“Conservation is a state of harmony between
men and land.”
The headwaters of the South Llano River (Figure 1) begin about 2,300 feet above sea level in the heart of the Edwards Plateau, a 24,000 square mile upland region. This region roughly extends from the Pecos River on the west to the Balcones Escarpment (Austin to San Antonio to Del Rio) on the east and south. Capping the Edwards Plateau is thick limestone rock that dissolved over time to form what is considered the largest continuous karst [i] areas in the United States.
The South Llano River flows intermittently in its first 35 miles across the plateau. But where the river and its tributaries have carved canyons into the limestone cap, the water stored in the karst features of the plateau emerges as springs along the canyon walls. The springs, located at an elevation of approximately 1,900 feet, have historically supplied constant flow for the river’s final 20 miles to Junction. At Junction, appropriately known as the “Land of Living Waters”, the South Llano joins the North Llano River, becoming the Llano River for the final 100-mile journey to Lake LBJ in the chain of water-supply reservoirs known as the Highland Lakes.

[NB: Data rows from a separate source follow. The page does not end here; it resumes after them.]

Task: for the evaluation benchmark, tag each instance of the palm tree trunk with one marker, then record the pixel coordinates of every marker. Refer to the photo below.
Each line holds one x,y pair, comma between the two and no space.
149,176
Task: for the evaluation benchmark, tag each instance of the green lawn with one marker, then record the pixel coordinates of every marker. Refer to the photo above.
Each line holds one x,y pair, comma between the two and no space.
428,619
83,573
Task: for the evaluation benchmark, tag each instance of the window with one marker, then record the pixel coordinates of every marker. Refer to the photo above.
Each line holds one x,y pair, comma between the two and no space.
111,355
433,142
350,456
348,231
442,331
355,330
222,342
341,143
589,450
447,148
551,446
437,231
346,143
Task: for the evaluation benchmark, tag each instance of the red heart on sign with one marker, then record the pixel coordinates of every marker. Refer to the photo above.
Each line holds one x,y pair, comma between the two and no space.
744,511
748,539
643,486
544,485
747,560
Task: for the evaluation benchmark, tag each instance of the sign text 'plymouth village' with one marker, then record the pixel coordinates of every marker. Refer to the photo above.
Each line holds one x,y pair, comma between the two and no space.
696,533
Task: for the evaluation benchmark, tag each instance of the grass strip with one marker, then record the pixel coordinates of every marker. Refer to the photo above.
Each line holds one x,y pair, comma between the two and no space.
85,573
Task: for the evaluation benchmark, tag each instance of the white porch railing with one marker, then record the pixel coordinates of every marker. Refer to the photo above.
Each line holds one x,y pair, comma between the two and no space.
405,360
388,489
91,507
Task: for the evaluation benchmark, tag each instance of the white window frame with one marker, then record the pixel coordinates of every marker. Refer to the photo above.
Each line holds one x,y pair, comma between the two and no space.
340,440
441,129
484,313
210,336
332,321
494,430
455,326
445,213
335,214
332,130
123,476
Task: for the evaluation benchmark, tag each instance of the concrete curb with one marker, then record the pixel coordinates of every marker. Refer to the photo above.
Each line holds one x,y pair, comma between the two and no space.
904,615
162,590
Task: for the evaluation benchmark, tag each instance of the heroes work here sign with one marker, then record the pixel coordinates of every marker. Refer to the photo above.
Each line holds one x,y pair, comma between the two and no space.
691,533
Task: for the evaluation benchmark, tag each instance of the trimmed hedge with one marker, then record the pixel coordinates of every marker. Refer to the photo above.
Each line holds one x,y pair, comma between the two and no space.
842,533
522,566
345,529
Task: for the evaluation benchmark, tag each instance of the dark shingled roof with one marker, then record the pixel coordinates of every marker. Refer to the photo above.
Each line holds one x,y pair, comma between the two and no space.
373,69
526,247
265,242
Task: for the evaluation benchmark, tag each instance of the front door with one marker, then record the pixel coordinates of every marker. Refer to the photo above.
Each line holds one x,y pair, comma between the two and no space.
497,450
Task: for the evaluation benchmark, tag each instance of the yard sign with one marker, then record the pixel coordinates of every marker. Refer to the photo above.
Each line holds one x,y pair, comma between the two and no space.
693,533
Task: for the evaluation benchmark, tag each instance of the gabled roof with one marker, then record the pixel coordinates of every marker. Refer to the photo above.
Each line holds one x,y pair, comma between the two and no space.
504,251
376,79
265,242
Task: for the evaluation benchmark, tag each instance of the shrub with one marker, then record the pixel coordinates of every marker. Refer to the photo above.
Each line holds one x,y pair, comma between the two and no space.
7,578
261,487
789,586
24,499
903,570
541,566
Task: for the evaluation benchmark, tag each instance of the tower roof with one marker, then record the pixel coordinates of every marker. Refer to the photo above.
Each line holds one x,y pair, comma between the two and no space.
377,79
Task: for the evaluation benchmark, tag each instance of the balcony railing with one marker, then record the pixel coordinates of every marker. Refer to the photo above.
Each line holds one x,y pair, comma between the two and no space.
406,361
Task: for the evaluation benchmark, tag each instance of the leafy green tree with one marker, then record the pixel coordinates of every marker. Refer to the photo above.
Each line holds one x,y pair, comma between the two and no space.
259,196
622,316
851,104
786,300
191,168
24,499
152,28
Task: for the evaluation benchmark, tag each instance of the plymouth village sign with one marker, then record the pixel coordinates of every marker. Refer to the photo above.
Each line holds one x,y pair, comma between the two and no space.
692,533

Figure 1. Map of North and South Llano Rivers and surrounding area
The South Llano River flows through Edwards and Kimble counties. These counties can be characterized as agricultural, primarily consisting of ranches used for livestock production, and along the bottomlands, some pecan and hay production. A large source of income for these ranches is hunting leases for white tail deer and exotic species. Tourism, primarily associated with recreation along the South Llano is also important aspect of the economy. Some natural gas production occurs in the headwaters of the river.
The current population of Kimble County is 4,570, with Junction, the county seat, accounting for about 58% of the county’s population. The 1,150 inhabitants of Rocksprings, the county seat of Edwards County, also make up 58% of that county’s total population (1,987). Kimble County has experienced a 2.3% growth rate since 2000, while Edwards County has experienced a 10.5% reduction in population since 2000. However, population figures alone do not provide a clear picture of the demographics in these counties. For example, of the 9,000 parcels in Kimble County, non-Kimble county residents own 55% percent, and non-Texas residents own an additional 5%. Likewise, it is estimated that absentee landowners account for about 70% of the property owners in Edwards County.
[i] Karst areas include features such as caves, sinkholes, and subsurface drainage networks, or conduits.